Instrumented Prediction Service

# service.py
import time
from contextlib import contextmanager

class MonitoredPredictor:
    def __init__(self, model, model_name: str, model_version: str):
        self.model = model
        self.model_name = model_name
        self.model_version = model_version

    @contextmanager
    def track_latency(self):
        start = time.perf_counter()
        try:
            yield
        finally:
            duration = time.perf_counter() - start
            prediction_latency.labels(model_name=self.model_name).observe(duration)

    def predict(self, features: dict) -> dict:
        prediction_requests.labels(
            model_name=self.model_name,
            model_version=self.model_version
        ).inc()

        try:
            with self.track_latency():
                prediction = self.model.predict([features])
                confidence = self.model.predict_proba([features])

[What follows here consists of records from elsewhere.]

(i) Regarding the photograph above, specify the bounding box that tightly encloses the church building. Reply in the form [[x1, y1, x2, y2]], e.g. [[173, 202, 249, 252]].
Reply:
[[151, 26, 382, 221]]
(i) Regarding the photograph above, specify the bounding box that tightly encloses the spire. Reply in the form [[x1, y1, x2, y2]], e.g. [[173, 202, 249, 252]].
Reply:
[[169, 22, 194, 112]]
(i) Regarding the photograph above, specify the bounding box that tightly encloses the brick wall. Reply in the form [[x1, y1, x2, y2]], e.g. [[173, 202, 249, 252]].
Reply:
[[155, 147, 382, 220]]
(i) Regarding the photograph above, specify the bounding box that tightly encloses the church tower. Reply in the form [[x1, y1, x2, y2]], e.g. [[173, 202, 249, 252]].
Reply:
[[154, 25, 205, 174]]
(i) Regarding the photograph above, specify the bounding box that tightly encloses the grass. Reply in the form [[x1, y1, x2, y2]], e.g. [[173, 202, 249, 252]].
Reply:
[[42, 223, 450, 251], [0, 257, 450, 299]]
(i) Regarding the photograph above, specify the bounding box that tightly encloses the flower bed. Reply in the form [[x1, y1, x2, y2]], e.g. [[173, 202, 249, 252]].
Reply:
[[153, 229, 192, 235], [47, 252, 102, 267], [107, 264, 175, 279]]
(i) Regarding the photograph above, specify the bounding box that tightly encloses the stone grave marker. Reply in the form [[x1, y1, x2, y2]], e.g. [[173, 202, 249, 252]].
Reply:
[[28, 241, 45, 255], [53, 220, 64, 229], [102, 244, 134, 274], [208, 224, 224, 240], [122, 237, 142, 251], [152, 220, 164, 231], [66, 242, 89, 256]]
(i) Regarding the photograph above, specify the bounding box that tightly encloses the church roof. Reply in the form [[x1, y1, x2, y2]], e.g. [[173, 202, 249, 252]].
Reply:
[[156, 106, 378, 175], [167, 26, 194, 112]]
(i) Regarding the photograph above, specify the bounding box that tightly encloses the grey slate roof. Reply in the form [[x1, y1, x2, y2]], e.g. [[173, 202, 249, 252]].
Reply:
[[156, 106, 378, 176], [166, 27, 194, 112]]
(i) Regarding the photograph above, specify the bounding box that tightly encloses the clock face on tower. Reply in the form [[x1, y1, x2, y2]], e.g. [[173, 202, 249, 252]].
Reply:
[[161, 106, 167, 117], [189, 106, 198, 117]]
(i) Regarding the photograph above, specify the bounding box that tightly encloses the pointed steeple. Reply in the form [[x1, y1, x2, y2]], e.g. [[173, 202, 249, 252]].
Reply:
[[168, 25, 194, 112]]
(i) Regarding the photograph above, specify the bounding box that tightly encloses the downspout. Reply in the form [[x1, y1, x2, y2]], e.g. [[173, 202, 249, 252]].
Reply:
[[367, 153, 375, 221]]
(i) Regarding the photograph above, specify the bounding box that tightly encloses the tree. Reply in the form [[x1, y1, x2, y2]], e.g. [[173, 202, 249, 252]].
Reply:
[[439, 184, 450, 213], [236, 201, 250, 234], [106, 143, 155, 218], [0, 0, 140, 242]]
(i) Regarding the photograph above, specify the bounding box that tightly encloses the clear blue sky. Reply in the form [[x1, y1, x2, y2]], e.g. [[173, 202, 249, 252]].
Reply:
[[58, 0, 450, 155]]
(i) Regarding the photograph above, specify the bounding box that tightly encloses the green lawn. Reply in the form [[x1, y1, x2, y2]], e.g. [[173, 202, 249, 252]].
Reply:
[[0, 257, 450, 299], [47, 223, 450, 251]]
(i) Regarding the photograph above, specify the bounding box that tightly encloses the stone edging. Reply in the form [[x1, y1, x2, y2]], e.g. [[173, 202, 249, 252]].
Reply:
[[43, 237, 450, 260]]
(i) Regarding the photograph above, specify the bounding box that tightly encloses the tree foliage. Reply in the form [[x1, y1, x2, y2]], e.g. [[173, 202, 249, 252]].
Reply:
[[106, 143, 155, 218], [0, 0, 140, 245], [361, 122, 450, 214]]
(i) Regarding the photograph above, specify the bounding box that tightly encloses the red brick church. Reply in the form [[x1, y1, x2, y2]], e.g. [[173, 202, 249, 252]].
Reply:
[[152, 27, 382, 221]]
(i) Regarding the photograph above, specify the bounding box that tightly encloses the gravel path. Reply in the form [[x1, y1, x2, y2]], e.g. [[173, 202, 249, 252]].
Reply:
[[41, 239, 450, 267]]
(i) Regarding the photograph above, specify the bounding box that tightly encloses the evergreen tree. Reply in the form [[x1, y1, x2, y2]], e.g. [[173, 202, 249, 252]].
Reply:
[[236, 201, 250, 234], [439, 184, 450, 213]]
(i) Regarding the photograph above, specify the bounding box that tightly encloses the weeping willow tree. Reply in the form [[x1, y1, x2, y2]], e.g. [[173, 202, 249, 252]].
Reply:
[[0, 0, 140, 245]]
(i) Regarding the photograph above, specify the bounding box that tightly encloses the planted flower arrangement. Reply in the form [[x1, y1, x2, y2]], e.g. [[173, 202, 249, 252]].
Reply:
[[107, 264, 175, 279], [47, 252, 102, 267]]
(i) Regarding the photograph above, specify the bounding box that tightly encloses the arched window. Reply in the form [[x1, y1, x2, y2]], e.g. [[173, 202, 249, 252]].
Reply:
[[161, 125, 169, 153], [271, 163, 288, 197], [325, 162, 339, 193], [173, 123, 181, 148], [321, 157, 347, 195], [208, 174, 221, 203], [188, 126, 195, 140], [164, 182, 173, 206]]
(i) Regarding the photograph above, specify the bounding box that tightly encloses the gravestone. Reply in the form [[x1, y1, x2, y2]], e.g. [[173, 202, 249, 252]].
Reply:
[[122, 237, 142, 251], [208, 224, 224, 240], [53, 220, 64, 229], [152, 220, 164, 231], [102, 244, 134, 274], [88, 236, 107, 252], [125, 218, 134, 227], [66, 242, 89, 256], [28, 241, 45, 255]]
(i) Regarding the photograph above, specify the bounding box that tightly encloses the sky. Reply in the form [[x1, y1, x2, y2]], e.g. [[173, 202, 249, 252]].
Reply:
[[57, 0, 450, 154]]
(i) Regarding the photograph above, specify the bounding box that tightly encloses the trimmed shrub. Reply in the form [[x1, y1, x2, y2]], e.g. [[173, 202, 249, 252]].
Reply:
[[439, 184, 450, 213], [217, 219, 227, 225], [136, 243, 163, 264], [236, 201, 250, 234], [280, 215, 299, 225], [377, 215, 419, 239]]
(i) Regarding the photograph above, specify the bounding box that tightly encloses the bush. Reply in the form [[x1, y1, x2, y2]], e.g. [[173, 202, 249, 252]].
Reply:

            # Track outputs
            predicted_class = str(prediction[0])
            prediction_class_distribution.labels(
                model_name=self.model_name,
                predicted_class=predicted_class
            ).inc()

            max_confidence = float(max(confidence[0]))
            prediction_confidence.labels(
                model_name=self.model_name,
                predicted_class=predicted_class
            ).observe(max_confidence)

            return {
                "prediction": predicted_class,
                "confidence": max_confidence
            }

        except Exception as e:
            prediction_errors.labels(
                model_name=self.model_name,
                error_type=type(e).__name__
            ).inc()
            raise

# Start metrics server
start_http_server(8000)

Grafana Dashboards

Key Queries

# Request rate by model
sum(rate(ml_prediction_requests_total[5m])) by (model_name)

# P99 latency
histogram_quantile(0.99,
  sum(rate(ml_prediction_latency_seconds_bucket[5m])) by (le, model_name)
)

# Error rate
sum(rate(ml_prediction_errors_total[5m])) by (model_name)
/
sum(rate(ml_prediction_requests_total[5m])) by (model_name)

# Prediction distribution (for detecting drift)
sum(rate(ml_prediction_class_total[1h])) by (predicted_class)

# Low confidence predictions (potential issues)
histogram_quantile(0.10,
  sum(rate(ml_prediction_confidence_bucket[1h])) by (le)
)

Dashboard JSON

{
  "panels": [
    {
      "title": "Prediction Requests/sec",
      "type": "graph",
      "targets": [{
        "expr": "sum(rate(ml_prediction_requests_total[5m])) by (model_name)"
      }]
    },
    {
      "title": "P99 Latency",
      "type": "graph",
      "targets": [{
        "expr": "histogram_quantile(0.99, sum(rate(ml_prediction_latency_seconds_bucket[5m])) by (le))"
      }]
    },
    {
      "title": "Error Rate",
      "type": "stat",
      "targets": [{
        "expr": "sum(rate(ml_prediction_errors_total[5m])) / sum(rate(ml_prediction_requests_total[5m]))"
      }]
    }
  ]
}

Alerting Rules

Prometheus Alert Rules

# prometheus-rules.yaml
groups:
- name: ml-model-alerts
  rules:
  # High latency
  - alert: MLModelHighLatency
    expr: |
      histogram_quantile(0.99,
        sum(rate(ml_prediction_latency_seconds_bucket[5m])) by (le, model_name)
      ) > 0.5
    for: 5m
    labels:
      severity: warning
    annotations:
      summary: "Model {{ $labels.model_name }} p99 latency > 500ms"

  # High error rate
  - alert: MLModelHighErrorRate
    expr: |
      sum(rate(ml_prediction_errors_total[5m])) by (model_name)
      /
      sum(rate(ml_prediction_requests_total[5m])) by (model_name)
      > 0.01
    for: 5m
    labels:
      severity: critical
    annotations:
      summary: "Model {{ $labels.model_name }} error rate > 1%"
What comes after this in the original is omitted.